Pour résumer rapidement l'histoire, trois individus (un professeur français, son serviteur et un marin canadien) sont par accident amenés à se retrouver à bord d'une machine sous-marine qui n'a aucun équivalent à l'époque, le Nautilus. Le capitaine Nemo, qui commande l'appareil, ne souhaite pas qu'ils puissent révéler son secret et compte donc en faire ses "invités" permanents, ce qu'ils à quoi ils réagissent diversement. Pendant les dix mois qui vont suivre, le Nautilus va parcourir 20.000 lieues, soit 80.000 kilomètres (avant ma lecture, je m'imaginais, n'ayant aucune idée de ce à quoi correspondait cette unité de mesure périmée, que "20.000 lieues" faisait référence à la profondeur atteinte). Le capitaine Nemo va entraîner le professeur Aronnax et ses deux compagnons à travers la moitié du Pacifique, l'Océan Indien, sous le canal de Suez (qui n'était pas encore totalement terminé à l'époque où Verne écrit), à travers la Méditerrannée, jusqu'au Pôle Sud, puis de nouveau vers l'Europe.
Il n'est pas injuste envers Verne de dire que la forme, chez lui, n'est pas à la hauteur du fond. Il semble d'ailleurs l'admettre lui-même lorsqu'il regrette, par la bouche de son narrateur, de ne pas avoir la plume de Victor Hugo pour décrire le combat de l'équipage du Nautilus contre des pieuvres géantes.

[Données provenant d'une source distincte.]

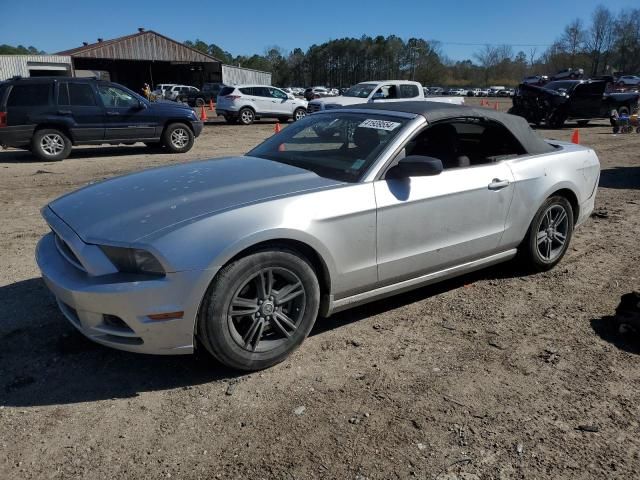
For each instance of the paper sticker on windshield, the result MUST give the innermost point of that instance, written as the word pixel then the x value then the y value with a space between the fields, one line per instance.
pixel 380 124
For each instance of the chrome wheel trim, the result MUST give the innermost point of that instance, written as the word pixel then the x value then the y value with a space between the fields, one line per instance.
pixel 246 116
pixel 267 309
pixel 52 144
pixel 551 237
pixel 179 138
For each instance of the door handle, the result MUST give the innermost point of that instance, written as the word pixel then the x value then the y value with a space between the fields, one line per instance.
pixel 497 184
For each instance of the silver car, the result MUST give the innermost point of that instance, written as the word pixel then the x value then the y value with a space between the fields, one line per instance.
pixel 240 255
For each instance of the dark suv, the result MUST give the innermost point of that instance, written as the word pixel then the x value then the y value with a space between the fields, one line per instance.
pixel 49 115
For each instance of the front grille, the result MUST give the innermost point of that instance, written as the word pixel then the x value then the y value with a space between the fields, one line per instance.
pixel 67 253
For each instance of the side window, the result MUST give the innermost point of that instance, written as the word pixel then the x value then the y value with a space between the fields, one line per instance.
pixel 63 93
pixel 386 92
pixel 113 96
pixel 409 91
pixel 278 94
pixel 465 142
pixel 29 95
pixel 81 95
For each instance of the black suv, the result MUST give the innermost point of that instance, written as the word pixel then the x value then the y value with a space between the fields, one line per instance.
pixel 49 115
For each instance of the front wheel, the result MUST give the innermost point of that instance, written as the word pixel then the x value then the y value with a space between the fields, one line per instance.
pixel 246 116
pixel 299 114
pixel 50 144
pixel 178 138
pixel 549 234
pixel 259 309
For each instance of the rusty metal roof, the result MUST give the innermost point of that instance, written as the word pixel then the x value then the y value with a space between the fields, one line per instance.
pixel 144 45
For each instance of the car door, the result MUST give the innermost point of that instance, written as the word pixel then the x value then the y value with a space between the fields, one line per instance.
pixel 263 100
pixel 127 117
pixel 78 102
pixel 426 224
pixel 281 102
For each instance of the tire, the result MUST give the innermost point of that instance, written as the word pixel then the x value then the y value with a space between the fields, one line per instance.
pixel 299 114
pixel 246 116
pixel 252 338
pixel 50 144
pixel 542 248
pixel 178 138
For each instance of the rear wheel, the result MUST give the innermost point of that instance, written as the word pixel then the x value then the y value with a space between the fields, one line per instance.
pixel 178 138
pixel 247 116
pixel 549 234
pixel 50 144
pixel 259 309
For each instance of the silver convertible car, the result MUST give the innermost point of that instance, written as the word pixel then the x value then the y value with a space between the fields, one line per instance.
pixel 240 255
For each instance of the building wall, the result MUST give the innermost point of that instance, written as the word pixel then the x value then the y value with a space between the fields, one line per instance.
pixel 22 65
pixel 239 76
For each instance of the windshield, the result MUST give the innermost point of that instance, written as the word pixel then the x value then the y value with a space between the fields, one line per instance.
pixel 560 85
pixel 340 146
pixel 362 90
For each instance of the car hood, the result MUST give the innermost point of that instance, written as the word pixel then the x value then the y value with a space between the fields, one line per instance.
pixel 127 209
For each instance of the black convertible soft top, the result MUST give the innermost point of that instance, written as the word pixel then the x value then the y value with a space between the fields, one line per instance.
pixel 438 111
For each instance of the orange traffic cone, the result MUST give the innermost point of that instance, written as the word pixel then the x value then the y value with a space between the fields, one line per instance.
pixel 575 136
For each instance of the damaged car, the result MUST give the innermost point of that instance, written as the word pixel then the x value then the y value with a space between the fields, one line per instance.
pixel 562 100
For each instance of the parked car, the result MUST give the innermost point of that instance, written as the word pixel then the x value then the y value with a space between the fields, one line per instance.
pixel 536 80
pixel 48 115
pixel 379 92
pixel 161 88
pixel 561 100
pixel 208 93
pixel 179 93
pixel 246 103
pixel 628 81
pixel 569 74
pixel 301 228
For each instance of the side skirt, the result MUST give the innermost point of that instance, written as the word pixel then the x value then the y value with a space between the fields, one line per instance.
pixel 406 285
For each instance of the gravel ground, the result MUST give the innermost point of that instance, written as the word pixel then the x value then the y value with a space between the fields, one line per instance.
pixel 495 375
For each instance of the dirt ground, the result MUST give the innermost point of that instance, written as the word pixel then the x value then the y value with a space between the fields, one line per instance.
pixel 495 375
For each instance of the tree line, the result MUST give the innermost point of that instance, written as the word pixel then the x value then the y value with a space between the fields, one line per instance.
pixel 607 43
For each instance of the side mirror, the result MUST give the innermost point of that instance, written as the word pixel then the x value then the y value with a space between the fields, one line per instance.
pixel 416 166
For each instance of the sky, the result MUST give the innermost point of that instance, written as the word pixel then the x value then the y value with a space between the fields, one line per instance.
pixel 247 27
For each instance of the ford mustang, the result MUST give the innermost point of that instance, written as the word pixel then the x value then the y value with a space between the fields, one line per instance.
pixel 241 255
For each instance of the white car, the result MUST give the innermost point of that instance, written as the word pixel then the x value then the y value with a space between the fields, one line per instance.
pixel 177 91
pixel 246 103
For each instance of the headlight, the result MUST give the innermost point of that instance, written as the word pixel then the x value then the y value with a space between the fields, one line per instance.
pixel 133 260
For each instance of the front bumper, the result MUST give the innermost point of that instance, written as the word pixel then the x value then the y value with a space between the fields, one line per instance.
pixel 91 303
pixel 197 128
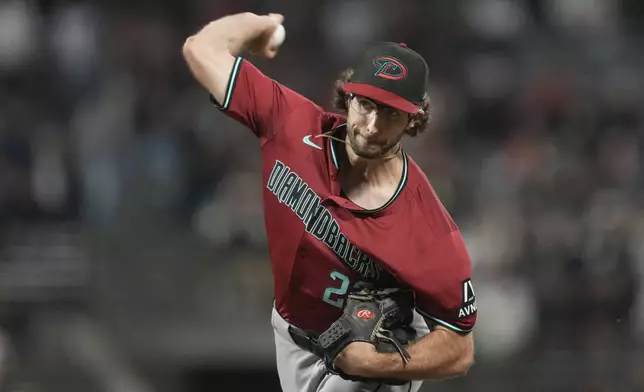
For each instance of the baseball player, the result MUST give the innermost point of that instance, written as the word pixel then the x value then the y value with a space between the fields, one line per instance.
pixel 345 208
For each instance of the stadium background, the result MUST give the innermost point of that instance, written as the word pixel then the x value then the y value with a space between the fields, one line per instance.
pixel 132 251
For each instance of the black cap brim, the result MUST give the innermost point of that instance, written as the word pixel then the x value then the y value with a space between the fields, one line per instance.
pixel 383 96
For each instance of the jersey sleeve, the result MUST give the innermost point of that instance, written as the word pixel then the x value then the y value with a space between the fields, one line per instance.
pixel 443 285
pixel 257 101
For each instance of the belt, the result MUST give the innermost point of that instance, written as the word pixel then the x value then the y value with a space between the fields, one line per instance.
pixel 306 340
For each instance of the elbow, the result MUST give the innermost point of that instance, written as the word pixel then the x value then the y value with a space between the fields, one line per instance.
pixel 465 362
pixel 188 48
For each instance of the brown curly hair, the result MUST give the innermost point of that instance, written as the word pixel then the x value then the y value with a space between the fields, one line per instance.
pixel 418 122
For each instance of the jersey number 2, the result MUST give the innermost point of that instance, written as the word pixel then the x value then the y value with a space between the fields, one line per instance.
pixel 338 292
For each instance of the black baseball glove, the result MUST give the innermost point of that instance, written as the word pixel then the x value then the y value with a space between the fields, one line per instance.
pixel 380 317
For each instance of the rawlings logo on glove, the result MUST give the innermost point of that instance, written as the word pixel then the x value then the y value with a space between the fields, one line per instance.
pixel 379 317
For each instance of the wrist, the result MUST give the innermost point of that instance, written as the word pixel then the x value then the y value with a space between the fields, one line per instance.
pixel 383 365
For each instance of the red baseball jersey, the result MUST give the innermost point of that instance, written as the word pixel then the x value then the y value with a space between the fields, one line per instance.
pixel 322 246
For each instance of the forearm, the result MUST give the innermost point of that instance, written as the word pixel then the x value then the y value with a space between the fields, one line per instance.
pixel 440 354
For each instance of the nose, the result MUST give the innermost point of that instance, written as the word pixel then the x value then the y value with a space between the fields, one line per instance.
pixel 375 123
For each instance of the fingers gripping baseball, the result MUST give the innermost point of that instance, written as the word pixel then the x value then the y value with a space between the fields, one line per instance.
pixel 270 38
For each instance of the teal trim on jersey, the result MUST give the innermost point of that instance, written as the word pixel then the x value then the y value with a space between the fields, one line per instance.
pixel 444 324
pixel 231 83
pixel 401 186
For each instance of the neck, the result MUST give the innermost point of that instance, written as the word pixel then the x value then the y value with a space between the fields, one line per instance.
pixel 374 171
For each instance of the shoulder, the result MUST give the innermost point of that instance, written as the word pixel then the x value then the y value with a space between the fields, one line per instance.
pixel 425 206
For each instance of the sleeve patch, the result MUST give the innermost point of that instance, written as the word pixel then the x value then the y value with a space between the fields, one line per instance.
pixel 468 308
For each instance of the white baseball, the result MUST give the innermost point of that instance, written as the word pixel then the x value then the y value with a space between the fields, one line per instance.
pixel 278 37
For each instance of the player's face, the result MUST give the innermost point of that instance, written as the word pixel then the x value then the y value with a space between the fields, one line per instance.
pixel 373 129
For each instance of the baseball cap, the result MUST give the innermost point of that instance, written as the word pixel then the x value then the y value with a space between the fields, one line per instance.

Le style sobre n'a donc rien qui saisisse particulièrement (ce qui ne signifie pas qu'il soit un obstacle actif à l'impression que produisent bien des scènes). Le récit est de plus souvent alourdi par les énumérations des innombrables habitants des mers qu'Aronnax a l'occasion d'observer. On a souvent l'impression que Jules Verne a écrit son livre avec une encyclopédie ouverte sur les genoux !
Tout cela ne diminue pas pour autant la fascination qu'inspire le Nautilus et l'exploration merveilleuse du monde sous-marin. La deuxième moitié du XIXème siècle était une époque où la science était en train d'accomplir des pas de géant (tant en ce qui concerne la connaissance que les applications pratiques), mais où le monde réservait encore d'innombrables découvertes aux audacieux. 140 ans plus tard, on ressent toujours cette attirance de l'inconnu dans les pages de Jules Verne. Il faut dire que, si la surface de notre monde nous paraît souvent ne plus réserver aucune découverte à faire, il n'en va pas de même avec l'océan, qui conserve jusqu'à aujourd'hui une bonne part de ses mystères.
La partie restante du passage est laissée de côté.